There is a urn with $2$ red balls, $1$ blue ball and $1$ green ball. John draws a ball three balls, one turn at a time, and after each turn he returns the ball to its urn.
Let $B, R, G$ be the number of blue, red, green balls are drawn respectively.
Calculate: $\operatorname{Var}_{P}(B-R)=E[(B-R)^{2}]-(E[B-R])^{2}$
I am struggling on the first term because $E[(B-R)^{2}]=E[B^2]-2E[BR]+E[R^{2}]$
and I know how to treat $E[B^2]$ and $E[R^2]$ once I have computed $E[B]$ and $E[R]$. But I am stuck on $E[BR]$, I cannot say $E[BR]=E[B]E[R]$ since $B$ and $R$ are definitely not independent. How can I treat this?
You are probably aware of the formula for E(BR) being the following:
$$E(BR) = \displaystyle \sum_B \sum_R b r P(B=b \cap R=r)$$
Therefore, I will guess that you are either having problems determining $P(B=b \cap R=r)$.
For that joint distribution, here are some facts relevant to determining what the distribution is: There is a fixed number of independent trials. Each trial has more than 2 mutually exclusive events. Each of those events have a fixed probability that does not change. That is the definition of the Multinomial Distribution.

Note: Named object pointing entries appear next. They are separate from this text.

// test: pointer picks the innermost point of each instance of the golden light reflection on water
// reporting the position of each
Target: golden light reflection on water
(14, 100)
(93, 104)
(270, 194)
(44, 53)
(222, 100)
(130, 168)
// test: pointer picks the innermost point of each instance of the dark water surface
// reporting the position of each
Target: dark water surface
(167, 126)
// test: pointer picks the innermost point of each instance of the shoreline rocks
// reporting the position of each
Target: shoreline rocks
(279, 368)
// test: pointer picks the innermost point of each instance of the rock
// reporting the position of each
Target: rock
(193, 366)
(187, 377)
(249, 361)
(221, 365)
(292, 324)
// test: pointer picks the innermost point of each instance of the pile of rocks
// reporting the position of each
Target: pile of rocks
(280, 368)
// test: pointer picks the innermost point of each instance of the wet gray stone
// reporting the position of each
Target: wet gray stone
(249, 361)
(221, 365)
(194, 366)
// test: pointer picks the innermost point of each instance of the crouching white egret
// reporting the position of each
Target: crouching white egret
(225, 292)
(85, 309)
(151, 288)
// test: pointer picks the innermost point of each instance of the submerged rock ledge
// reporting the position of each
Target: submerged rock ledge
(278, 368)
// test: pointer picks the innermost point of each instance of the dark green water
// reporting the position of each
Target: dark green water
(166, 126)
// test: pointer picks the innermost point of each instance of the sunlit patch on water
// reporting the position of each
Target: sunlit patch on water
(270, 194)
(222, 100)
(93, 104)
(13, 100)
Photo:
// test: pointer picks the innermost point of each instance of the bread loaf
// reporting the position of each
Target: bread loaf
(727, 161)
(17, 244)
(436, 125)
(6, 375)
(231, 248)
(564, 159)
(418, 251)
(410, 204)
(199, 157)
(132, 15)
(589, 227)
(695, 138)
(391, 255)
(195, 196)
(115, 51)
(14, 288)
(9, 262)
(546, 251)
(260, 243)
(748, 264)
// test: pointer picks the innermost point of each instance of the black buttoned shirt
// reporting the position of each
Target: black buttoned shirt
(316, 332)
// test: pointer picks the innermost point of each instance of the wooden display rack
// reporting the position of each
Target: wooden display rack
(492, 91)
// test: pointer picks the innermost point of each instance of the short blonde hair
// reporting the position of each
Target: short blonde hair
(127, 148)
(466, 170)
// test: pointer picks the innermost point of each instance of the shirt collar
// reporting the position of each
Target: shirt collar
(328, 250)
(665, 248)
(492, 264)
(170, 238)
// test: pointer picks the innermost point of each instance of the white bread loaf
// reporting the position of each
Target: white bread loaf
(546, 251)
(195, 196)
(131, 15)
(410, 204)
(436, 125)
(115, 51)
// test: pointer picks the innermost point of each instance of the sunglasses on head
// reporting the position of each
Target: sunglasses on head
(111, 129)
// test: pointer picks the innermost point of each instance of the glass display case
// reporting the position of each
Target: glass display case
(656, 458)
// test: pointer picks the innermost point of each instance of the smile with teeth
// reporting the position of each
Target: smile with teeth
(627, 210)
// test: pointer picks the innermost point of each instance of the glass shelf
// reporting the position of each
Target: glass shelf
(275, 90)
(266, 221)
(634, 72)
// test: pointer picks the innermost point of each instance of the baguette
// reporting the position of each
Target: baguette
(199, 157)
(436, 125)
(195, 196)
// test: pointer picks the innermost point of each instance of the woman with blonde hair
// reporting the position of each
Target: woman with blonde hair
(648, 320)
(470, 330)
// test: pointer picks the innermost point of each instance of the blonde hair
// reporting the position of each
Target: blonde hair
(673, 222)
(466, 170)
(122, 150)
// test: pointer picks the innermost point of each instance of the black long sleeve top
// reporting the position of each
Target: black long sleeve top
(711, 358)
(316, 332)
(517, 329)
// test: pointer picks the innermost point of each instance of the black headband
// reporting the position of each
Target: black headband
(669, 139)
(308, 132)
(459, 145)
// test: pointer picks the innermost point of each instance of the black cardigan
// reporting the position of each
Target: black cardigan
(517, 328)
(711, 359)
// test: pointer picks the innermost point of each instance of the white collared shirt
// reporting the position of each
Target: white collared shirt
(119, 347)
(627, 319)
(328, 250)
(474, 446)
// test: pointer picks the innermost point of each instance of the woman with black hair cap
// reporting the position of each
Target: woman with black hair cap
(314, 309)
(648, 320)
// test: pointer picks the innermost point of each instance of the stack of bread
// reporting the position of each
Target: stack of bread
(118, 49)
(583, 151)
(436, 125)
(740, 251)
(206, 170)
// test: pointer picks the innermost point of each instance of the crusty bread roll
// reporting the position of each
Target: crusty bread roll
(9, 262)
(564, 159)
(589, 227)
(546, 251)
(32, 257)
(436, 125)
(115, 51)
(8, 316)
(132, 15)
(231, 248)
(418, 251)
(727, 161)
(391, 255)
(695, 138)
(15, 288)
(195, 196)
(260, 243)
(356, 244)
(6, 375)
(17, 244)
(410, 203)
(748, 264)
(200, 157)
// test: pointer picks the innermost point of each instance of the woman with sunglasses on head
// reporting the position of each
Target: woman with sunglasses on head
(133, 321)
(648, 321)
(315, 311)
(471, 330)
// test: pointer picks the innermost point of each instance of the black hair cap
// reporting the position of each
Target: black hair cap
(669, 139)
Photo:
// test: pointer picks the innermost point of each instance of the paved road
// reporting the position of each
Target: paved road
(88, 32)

In this case, we have 3 mutually exclusive events for each trial. The trial could red, blue, or green. The probability of a single trial being red is 1/2, the probability for blue is 1/4, and the probability for green is 1/4. The number of trials is 3, because we are drawing balls 3 times with replacement. That gives us $r+b+g=3$. We are interested in $r$ and $b$ right now, so we can solve for $g$ in terms of those other 2: $g=3-r-b$. That gives us all of the information we need to insert into the pmf of the multinomial distribution:
$$P(B=b \cap R=r) = \dfrac{3!}{b!r!(3-b-r)!}\left(\dfrac{1}{4}\right)^b\left(\dfrac{1}{2}\right)^r\left(\dfrac{1}{4}\right)^{3-r-b}$$
Substituting... $$E(BR) = \sum_{b=0}^{3}\sum_{r=0}^{3-b}br\dfrac{3!}{b!r!(3-b-r)!}\left(\dfrac{1}{4}\right)^b\left(\dfrac{1}{2}\right)^r\left(\dfrac{1}{4}\right)^{3-r-b}$$
From here, you just have to check each of the combinations of b and r. As a hint, there are 10 total possibilities, but only 3 of them have non-zero values for both b and r. That means you only have to calculate the probability 3 times before summing it up to get the expected value.
With all that said, there is a much easier way to calculate $\text{Var}(B-R)$. In the multinomial distribution, $\text{Cov}(X_i,X_j)=-np_ip_j$ for $i\ne j$.
The covariance we are interested in is $\text{Cov}(B,R) = -(3)(1/4)(1/2)$.
Having that formula, it is fairly simple to get the final answer. Just remember this variance identity:
$$\text{Var}(B-R) = \text{Var}(B) - 2\text{Cov}(B,R) + \text{Var}(R)$$
You can get the covariance from the formula I shared for the multinomial distribution, you can get the 2 variances by using the variance formula for the binomial distribution.